Berkeley was a varied thinker and an excellent literary stylist.  Major works included the following:

  1. Treatise Concerning the Principles of Human Knowledge (1710) and its counterpart for the mass audience, Three Dialogues Between Hyles and Philonus (1713);
  2. An Essay Towards a New Theory of Vision (1709), a work of psychology;
  3. De Motu (1721), a work in Latin on the philosophy of science;
  4. Aleiphron, or the Minute Philosopher (1732), a defense of morality and religion against Deism;
  5. The Analyst (1734), a critique of Isaac Newton’s differential calculus;
  6. The Querist (1735-1737), regarding economic problems in Ireland; and
  7. Sirus (1744), regarding science and philosophy.

The author of the article about Berkeley in the Encyclopedia Britannica (1968), Volume 3, on page 508:

The most patent features of his style are precision, economy and a seemingly inevitable grace; with here and there salty satire and teasing wit; the roots of it are a natural logicality, a rare purity of sentiment and a deep philanthropy.
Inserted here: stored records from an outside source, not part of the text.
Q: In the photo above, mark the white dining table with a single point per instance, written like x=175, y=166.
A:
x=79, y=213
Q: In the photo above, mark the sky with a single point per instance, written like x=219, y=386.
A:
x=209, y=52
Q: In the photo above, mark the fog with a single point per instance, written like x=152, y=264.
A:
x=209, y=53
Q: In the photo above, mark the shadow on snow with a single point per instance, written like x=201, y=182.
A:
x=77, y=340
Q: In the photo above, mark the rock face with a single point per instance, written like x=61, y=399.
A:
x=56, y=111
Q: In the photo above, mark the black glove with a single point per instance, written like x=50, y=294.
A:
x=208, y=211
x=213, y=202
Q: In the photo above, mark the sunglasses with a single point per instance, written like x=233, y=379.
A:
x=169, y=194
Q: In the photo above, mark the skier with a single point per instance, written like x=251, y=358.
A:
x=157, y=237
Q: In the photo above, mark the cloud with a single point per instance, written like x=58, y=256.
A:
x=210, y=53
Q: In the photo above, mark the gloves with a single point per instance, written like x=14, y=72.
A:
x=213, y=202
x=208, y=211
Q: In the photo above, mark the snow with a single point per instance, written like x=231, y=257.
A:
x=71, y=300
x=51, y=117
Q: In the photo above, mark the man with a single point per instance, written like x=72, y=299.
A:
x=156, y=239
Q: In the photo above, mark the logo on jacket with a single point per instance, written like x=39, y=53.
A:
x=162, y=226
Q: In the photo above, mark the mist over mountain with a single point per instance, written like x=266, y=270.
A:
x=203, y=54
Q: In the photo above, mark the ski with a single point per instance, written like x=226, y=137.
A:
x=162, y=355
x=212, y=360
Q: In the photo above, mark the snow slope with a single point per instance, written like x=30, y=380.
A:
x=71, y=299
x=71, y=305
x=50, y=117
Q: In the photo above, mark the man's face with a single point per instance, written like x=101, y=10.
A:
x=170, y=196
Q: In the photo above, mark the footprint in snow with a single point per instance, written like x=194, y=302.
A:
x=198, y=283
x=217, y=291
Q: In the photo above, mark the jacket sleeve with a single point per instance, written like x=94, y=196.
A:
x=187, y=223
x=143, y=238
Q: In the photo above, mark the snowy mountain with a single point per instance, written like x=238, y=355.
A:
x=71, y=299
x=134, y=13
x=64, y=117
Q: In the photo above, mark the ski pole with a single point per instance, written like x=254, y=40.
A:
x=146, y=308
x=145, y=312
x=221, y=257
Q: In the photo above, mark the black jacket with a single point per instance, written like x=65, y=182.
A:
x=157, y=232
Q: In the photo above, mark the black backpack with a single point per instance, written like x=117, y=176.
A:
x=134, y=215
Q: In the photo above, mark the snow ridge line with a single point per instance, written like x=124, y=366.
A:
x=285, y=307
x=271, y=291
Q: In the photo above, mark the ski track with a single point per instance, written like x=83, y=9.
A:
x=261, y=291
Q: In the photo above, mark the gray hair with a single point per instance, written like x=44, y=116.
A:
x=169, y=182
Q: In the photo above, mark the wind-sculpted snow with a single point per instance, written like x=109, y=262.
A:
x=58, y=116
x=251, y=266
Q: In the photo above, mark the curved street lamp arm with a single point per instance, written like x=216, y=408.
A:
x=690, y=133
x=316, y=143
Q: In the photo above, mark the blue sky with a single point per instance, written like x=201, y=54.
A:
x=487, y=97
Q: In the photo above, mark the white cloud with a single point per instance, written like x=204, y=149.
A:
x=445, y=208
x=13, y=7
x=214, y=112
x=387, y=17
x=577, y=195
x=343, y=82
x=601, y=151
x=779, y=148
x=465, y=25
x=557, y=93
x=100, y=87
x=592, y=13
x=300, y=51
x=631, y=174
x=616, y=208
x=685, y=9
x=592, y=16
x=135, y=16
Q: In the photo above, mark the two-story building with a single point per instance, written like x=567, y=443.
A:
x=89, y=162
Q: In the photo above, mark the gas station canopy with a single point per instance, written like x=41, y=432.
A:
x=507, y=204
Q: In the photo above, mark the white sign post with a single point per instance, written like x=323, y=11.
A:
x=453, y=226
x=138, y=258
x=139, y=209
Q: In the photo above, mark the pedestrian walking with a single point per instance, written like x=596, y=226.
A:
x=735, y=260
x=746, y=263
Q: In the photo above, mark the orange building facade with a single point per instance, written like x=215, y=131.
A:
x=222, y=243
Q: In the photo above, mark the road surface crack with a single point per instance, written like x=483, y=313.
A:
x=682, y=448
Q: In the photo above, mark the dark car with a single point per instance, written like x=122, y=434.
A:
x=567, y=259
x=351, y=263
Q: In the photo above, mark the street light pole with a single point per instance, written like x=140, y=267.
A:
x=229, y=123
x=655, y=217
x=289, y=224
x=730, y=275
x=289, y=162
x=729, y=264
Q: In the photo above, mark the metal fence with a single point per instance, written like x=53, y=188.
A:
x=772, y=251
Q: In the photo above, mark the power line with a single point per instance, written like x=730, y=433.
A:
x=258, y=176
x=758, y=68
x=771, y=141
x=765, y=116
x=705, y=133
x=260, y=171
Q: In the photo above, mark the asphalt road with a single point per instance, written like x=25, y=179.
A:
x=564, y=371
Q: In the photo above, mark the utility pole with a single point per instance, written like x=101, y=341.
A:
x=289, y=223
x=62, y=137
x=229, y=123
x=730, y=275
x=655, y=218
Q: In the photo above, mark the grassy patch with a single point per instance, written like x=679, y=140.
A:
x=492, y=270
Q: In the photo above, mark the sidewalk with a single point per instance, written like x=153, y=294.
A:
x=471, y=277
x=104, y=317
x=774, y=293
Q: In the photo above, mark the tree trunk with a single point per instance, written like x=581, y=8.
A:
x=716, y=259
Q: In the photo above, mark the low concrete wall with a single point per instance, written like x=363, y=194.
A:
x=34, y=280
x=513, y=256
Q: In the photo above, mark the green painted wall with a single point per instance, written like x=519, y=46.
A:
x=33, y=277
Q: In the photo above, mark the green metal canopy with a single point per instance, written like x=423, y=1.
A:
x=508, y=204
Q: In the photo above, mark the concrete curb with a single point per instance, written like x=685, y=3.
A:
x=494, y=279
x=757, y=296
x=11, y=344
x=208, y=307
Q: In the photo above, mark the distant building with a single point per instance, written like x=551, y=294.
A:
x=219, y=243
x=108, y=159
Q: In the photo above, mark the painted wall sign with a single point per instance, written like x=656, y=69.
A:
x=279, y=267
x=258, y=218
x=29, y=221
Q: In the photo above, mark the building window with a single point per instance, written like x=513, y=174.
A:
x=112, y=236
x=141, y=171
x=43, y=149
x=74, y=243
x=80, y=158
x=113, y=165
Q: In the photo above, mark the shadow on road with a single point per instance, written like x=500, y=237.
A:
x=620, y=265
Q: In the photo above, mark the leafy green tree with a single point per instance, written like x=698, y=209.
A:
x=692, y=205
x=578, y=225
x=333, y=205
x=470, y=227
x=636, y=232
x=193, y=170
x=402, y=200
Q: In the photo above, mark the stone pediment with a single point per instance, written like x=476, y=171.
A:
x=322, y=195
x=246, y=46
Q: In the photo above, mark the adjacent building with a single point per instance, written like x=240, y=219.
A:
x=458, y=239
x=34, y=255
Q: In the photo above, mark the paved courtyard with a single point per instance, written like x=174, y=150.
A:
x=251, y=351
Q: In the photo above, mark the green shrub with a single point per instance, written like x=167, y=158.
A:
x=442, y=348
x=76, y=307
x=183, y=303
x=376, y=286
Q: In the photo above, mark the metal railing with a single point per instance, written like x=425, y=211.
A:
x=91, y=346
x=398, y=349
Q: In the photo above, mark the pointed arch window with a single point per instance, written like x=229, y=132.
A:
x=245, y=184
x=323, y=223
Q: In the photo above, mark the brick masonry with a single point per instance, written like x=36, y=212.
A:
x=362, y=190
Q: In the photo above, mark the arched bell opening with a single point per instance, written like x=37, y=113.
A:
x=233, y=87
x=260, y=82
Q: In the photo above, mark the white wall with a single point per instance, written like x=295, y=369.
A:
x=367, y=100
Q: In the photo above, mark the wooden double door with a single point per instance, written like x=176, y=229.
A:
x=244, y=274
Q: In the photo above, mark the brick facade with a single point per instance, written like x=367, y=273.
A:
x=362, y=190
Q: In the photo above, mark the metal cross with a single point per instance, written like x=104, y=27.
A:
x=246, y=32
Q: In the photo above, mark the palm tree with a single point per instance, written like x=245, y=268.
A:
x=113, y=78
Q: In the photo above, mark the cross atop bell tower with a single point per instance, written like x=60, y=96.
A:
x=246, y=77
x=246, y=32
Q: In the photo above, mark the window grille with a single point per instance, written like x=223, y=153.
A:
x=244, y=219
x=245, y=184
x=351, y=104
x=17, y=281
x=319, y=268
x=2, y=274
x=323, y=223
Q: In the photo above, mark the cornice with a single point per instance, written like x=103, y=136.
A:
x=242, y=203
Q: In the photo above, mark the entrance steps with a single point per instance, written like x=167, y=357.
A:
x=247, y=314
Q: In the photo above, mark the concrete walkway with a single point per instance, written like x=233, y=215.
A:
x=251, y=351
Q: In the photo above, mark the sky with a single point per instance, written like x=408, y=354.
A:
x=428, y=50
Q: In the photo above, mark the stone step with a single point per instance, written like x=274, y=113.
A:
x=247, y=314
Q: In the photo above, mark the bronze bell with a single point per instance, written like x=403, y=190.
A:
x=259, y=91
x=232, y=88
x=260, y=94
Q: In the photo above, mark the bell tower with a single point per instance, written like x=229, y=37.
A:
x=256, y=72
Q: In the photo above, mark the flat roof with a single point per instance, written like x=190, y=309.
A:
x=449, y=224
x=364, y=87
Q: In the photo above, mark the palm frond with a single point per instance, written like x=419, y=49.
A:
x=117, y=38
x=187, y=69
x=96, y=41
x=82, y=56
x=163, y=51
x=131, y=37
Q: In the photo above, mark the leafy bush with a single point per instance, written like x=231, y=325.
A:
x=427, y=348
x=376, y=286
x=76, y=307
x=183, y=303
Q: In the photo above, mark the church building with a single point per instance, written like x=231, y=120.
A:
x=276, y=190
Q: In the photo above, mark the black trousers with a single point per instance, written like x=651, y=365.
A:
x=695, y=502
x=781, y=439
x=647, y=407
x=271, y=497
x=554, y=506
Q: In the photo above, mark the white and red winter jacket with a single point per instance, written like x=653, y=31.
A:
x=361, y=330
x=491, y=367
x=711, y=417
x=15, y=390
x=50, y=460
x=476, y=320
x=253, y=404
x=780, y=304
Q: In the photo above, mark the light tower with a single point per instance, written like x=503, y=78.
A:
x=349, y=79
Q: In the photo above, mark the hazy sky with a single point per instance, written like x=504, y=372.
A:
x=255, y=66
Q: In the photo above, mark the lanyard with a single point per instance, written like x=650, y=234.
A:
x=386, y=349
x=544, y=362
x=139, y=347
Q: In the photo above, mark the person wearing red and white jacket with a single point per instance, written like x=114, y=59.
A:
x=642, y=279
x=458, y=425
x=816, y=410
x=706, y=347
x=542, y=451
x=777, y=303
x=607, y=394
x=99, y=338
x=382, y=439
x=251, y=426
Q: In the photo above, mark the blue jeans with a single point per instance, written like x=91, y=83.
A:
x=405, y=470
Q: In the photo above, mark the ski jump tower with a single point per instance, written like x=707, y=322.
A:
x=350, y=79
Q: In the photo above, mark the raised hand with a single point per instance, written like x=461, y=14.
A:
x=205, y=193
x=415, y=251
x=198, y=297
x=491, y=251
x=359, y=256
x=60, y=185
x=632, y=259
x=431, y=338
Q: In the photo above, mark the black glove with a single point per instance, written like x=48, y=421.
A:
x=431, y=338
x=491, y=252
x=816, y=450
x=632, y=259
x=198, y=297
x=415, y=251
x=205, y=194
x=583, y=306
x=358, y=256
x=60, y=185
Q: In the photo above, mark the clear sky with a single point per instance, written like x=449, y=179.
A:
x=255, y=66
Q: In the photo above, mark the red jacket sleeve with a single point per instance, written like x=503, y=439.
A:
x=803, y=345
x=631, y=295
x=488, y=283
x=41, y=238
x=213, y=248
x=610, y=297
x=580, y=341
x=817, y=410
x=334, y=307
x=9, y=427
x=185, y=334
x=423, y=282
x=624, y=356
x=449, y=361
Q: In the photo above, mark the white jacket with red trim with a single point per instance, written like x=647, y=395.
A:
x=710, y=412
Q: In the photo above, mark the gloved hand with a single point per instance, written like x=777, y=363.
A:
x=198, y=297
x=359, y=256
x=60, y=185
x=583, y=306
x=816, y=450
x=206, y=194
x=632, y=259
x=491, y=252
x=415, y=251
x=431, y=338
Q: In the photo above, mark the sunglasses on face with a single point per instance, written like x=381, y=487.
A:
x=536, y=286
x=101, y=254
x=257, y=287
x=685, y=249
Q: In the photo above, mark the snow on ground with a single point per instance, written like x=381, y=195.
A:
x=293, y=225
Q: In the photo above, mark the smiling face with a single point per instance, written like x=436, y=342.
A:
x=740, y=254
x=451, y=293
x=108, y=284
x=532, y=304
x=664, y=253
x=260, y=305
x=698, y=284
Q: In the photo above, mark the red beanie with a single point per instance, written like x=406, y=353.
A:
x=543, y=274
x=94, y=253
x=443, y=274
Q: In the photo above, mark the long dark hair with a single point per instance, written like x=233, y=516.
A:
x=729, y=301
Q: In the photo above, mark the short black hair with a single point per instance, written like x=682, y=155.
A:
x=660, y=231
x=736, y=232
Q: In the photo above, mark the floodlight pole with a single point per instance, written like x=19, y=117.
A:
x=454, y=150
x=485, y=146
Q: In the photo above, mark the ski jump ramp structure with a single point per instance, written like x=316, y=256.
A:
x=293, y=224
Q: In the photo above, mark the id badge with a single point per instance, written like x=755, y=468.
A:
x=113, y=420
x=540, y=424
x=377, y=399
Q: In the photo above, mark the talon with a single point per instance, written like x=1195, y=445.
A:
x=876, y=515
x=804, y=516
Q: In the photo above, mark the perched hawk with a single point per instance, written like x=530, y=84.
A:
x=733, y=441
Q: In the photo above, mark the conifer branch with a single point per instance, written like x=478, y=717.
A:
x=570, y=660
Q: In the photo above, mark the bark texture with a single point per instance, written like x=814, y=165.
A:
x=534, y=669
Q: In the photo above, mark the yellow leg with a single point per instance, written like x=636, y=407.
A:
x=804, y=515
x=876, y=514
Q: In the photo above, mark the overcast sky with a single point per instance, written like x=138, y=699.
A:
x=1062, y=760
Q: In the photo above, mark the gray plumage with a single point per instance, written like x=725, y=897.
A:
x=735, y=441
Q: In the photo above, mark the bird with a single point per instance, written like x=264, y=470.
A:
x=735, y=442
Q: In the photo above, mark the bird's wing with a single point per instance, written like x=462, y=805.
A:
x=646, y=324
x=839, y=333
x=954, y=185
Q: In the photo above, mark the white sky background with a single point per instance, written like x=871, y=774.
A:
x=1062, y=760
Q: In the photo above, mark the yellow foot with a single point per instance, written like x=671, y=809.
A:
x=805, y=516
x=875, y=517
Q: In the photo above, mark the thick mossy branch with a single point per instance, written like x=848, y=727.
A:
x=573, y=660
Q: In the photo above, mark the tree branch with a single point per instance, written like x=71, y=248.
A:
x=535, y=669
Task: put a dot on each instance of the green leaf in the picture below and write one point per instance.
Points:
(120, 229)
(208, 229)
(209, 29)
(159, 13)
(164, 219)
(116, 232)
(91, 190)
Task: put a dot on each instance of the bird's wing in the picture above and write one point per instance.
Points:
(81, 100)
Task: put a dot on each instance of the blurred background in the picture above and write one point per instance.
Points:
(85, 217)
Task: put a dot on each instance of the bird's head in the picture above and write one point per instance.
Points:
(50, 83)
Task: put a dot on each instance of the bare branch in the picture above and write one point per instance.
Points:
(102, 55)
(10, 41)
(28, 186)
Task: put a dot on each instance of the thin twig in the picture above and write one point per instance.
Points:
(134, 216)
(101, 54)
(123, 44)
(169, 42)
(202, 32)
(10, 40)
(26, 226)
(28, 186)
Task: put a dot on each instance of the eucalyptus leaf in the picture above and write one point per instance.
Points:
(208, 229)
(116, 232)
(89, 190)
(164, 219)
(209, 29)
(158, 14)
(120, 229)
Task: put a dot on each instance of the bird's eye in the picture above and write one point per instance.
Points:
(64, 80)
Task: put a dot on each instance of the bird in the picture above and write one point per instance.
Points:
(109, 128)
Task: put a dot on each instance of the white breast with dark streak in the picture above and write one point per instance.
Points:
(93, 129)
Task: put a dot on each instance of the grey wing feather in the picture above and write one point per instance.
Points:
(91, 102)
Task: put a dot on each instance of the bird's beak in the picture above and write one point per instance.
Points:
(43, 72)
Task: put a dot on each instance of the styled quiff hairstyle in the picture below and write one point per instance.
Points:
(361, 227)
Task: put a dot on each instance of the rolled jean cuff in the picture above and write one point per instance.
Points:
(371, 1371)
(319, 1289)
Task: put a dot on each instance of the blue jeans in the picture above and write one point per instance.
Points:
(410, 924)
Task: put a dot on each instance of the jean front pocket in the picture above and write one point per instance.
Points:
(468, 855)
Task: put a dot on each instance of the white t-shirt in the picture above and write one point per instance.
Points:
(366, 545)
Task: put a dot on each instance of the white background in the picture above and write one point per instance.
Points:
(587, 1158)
Archive.org provides copies of Berkeley’s works.  Examples include the following:

  1. The Works of George Berkeley, D.D., Late Bishop of Cloyne in Ireland; To Which is Added, an Account of His Life; and Several of His Letters to Thomas Prior, Esq., Dean Gervais, Mr. Pope, Etc. (1820)–Volumes I and II;
  2. The Works of George Berkeley, D.D., Formerly Bishop of Cloyne; Including Many of His Writings Hitherto Unpublished; With Prefaces, Annotations, His Life and Letters, and an account of His Philosophy (1871), by Alexander Campbell Fraser–Volumes I, II, III, and IV; and
  3. The Works of George Berkeley, D.D., Bishop of Cloyne (1897), edited by George Sampson–Volumes I, II, and III.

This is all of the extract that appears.